Wednesday, February 25, 2015

Experiments in Pyrlang with RPython

Pyrlang is an Erlang BEAM bytecode interpreter written in RPython.

It implements approximately 25% of BEAM instructions. It can support integer calculations (but not bigint), closures, exception handling, some operators to atom, list and tuple, user modules, and multi-process in single core. Pyrlang is still in development.

There are some differences between BEAM and the VM of PyPy:

  • BEAM is a register-based VM, whereas the VM in PyPy is stack-based.
  • There is no traditional call-stack in BEAM. The Y register in BEAM is similar to a call-stack, but the Y register can sometimes store some variables.
  • There are no typical language-level threads and OS-level threads in BEAM; only language-level processes, whose behavior is very similar to the actor model.

Regarding bytecode dispatch loop, Pyrlang uses a while loop to fetch instructions and operands, call the function corresponding to every instruction, and jump back to the head of the while loop. Due to the differences between the RPython call-stack and BEAM’s Y register, we decided to implement and manage the Y register by hand. On the other hand, PyPy uses RPython’s call stack to implement Python’s call stack. As a result, the function for the dispatch loop in PyPy calls itself recursively. This does not happen in Pyrlang.

The Erlang compiler (erlc) usually compiles the bytecode instructions for function invocation into CALL (for normal invocation) and CALL_ONLY (for tail recursive invocation). You can use a trampoline semantic to implement it:

  • CALL instruction: The VM pushes the current instruction pointer (or called-program counter in PyPy) to the Y register, and jumps to the destination label. When encountering a RETURN instruction, the VM pops the instruction pointer from the Y register and returns to the location of the instruction pointer to continue executing the outer function.
  • CALL_ONLY instruction: The VM simply jumps to the destination label, without any modification of the Y register. As a result, the tail recursive invocation never increases the Y register.

The current implementation only inserts the JIT hint of can_enter_jit following the CALL_ONLY instruction. This means that the JIT only traces the tail-recursive invocation in Erlang code, which has a very similar semantic to the loop in imperative programming languages like Python.

We have also written a single scheduler to implement the language level process in a single core. There is a runable queue in the scheduler. On each iteration, the scheduler pops one element (which is a process object with dispatch loop) from the queue, and executes the dispatch loop of the process object. In the dispatch loop, however, there is a counter-call “reduction” inside the dispatch loop. The reduction decrements during the execution of the loop, and when the reduction becomes 0, the dispatch loop terminates. Then the scheduler pushes that element into the runable queue again, and pops the next element for the queue, and so on.

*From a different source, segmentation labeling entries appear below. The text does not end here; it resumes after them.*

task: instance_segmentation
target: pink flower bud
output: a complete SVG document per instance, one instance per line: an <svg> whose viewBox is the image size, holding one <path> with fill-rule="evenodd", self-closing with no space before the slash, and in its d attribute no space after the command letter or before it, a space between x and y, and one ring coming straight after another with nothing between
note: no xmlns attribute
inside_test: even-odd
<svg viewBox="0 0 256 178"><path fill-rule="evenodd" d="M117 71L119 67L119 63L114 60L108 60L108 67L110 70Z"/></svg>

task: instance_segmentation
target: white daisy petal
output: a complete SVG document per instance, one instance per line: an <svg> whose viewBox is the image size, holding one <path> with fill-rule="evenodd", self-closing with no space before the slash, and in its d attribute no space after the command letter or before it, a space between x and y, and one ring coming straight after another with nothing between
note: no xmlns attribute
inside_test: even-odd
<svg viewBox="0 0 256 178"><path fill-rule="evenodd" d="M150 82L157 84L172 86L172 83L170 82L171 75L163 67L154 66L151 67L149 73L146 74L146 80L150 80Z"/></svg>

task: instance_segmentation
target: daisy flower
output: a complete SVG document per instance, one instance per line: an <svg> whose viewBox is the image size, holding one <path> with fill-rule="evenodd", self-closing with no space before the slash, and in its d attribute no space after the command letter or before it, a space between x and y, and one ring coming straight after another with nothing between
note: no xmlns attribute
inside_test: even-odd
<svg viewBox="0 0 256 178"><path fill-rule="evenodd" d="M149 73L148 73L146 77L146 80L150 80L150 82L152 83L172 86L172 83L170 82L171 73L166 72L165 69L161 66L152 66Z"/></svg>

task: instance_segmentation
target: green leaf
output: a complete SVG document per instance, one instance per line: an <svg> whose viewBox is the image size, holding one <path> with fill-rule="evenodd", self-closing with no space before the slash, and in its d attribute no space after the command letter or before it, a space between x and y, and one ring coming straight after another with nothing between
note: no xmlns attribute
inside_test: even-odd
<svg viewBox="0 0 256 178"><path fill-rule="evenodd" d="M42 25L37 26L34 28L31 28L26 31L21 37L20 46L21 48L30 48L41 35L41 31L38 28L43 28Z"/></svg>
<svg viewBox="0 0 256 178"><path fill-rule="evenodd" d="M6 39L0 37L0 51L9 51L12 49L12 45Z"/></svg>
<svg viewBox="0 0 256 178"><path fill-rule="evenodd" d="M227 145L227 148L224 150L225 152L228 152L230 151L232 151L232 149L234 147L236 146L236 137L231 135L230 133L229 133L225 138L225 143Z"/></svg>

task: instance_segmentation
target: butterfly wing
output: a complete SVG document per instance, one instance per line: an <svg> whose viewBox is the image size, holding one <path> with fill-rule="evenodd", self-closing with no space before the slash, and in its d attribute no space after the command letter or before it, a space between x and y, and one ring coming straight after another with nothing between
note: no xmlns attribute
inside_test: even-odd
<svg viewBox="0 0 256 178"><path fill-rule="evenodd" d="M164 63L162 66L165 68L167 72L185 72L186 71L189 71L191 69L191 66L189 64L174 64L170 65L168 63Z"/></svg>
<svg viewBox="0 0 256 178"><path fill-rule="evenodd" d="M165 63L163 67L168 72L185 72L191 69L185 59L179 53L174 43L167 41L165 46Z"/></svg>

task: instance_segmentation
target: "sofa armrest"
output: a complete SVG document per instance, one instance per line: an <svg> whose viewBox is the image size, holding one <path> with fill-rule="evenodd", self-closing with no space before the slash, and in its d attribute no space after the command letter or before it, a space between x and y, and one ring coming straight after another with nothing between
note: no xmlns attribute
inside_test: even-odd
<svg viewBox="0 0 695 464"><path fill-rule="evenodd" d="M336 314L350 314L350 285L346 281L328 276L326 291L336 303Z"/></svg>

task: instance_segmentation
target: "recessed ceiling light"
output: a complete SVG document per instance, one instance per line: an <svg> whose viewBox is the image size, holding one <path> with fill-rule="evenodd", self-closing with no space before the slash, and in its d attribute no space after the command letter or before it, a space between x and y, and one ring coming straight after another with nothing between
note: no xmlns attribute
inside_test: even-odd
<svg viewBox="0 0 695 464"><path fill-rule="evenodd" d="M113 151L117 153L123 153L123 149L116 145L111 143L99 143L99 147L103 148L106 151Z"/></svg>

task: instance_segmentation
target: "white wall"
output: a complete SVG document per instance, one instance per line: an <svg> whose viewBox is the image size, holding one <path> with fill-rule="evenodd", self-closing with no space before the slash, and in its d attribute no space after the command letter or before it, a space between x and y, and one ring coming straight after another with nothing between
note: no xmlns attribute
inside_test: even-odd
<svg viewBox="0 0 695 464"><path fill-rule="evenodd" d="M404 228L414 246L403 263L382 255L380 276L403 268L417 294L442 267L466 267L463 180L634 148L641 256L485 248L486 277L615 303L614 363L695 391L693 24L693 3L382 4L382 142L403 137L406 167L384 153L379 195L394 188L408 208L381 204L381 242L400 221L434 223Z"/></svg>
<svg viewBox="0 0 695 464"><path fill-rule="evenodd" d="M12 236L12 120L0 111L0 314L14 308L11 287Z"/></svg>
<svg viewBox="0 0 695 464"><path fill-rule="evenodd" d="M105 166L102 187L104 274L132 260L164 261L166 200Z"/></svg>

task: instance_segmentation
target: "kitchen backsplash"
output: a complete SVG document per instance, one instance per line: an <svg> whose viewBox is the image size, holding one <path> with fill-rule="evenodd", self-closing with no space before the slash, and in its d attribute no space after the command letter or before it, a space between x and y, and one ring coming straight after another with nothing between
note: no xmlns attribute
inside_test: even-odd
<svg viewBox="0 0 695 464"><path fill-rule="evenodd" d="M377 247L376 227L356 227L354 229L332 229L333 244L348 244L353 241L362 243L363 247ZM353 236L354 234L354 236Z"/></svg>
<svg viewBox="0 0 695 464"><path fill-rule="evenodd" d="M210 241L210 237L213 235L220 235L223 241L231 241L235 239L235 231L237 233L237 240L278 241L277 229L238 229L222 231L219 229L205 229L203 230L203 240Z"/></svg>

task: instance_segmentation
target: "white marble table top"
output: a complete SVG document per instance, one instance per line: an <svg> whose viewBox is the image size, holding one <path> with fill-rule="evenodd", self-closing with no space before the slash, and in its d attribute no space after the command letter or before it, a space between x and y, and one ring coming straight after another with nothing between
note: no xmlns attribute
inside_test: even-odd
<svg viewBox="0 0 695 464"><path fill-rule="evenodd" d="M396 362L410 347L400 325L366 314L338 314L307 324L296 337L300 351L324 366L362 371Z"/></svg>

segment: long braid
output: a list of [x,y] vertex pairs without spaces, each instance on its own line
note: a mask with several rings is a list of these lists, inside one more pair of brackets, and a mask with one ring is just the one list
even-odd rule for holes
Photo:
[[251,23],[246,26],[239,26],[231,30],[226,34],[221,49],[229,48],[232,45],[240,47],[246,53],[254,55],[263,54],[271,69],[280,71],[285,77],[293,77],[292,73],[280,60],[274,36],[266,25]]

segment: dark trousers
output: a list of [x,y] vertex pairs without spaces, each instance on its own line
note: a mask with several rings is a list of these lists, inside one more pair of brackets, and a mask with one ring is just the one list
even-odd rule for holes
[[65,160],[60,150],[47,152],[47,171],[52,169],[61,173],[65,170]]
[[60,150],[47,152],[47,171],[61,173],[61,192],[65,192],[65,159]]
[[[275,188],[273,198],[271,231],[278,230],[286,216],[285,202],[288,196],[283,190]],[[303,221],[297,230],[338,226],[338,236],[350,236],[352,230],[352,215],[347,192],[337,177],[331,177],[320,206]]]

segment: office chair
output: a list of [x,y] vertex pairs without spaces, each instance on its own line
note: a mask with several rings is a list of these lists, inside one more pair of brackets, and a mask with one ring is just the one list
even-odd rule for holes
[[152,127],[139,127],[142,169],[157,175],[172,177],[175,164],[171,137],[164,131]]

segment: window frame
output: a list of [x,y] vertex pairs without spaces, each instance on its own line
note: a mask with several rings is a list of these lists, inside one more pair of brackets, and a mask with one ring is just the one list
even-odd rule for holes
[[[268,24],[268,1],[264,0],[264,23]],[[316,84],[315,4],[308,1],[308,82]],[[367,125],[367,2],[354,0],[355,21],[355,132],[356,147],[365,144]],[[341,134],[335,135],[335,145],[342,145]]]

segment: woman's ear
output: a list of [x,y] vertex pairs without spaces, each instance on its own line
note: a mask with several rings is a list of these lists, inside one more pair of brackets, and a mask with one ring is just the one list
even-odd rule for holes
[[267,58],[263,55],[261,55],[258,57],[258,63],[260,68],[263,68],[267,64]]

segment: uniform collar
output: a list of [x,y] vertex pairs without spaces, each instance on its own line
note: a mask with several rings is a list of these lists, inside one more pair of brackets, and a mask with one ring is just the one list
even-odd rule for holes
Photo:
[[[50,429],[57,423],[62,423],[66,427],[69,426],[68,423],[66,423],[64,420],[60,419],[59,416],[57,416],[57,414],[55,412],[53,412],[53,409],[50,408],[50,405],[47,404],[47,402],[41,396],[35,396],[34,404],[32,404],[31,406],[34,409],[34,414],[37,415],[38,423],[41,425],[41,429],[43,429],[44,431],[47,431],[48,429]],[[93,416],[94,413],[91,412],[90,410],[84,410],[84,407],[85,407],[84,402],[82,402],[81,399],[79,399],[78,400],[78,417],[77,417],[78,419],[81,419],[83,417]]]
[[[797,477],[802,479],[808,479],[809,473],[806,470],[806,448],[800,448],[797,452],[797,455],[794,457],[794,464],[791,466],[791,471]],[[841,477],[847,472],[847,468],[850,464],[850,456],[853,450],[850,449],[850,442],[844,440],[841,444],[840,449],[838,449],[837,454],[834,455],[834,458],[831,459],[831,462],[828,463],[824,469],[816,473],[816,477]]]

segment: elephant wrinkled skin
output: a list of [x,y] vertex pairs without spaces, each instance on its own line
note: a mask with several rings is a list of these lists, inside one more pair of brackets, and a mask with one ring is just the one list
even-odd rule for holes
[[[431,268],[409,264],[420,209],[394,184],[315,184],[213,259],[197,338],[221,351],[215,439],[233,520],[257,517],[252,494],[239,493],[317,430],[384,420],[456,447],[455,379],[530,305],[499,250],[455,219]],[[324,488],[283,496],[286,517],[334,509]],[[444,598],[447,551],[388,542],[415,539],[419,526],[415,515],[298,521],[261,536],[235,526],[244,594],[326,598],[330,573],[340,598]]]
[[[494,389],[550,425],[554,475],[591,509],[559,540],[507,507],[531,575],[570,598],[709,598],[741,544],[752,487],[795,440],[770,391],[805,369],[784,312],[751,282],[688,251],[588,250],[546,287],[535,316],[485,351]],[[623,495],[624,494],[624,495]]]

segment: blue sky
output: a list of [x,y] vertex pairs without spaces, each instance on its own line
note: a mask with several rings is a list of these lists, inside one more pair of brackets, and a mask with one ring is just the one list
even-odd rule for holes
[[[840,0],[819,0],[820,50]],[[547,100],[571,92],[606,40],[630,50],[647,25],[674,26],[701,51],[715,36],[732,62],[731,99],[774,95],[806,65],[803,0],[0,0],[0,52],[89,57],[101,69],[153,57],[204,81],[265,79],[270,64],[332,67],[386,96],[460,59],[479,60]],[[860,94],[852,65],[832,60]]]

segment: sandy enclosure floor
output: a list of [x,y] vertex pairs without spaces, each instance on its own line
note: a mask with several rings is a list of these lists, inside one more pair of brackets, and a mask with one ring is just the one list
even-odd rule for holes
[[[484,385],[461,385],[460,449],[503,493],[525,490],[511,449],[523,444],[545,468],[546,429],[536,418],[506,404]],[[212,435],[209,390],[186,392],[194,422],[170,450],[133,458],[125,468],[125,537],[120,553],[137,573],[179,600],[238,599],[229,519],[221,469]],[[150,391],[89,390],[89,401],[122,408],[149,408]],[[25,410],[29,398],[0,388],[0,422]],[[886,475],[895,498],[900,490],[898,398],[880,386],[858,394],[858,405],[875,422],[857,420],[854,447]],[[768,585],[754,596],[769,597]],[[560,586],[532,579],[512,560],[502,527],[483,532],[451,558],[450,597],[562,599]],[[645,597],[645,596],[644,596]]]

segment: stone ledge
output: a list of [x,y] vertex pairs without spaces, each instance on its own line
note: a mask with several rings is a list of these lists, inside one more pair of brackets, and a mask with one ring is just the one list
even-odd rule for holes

We are planning to implement a multi-process scheduler for multi-core CPUs, which will require multiple schedulers and even multiple runable queues for each core, but that will be another story. :-)

Methods

We wrote two benchmark programs of Erlang:

  • FACT: A benchmark to calculate the factorial in a tail-recursive style, but because we haven’t implemented big int, we do a remainder calculation to the argument for the next iteration, so the number never overflows.
  • REVERSE: The benchmark creates a reversed list of numbers, such as [20000, 19999, 19998, …], and applies a bubble sort to it.

Results

The Value of Reduction

We used REVERSE to evaluate the JIT with different values of reduction:

The X axis is the value of reduction, and the Y axis is the execution time (by second).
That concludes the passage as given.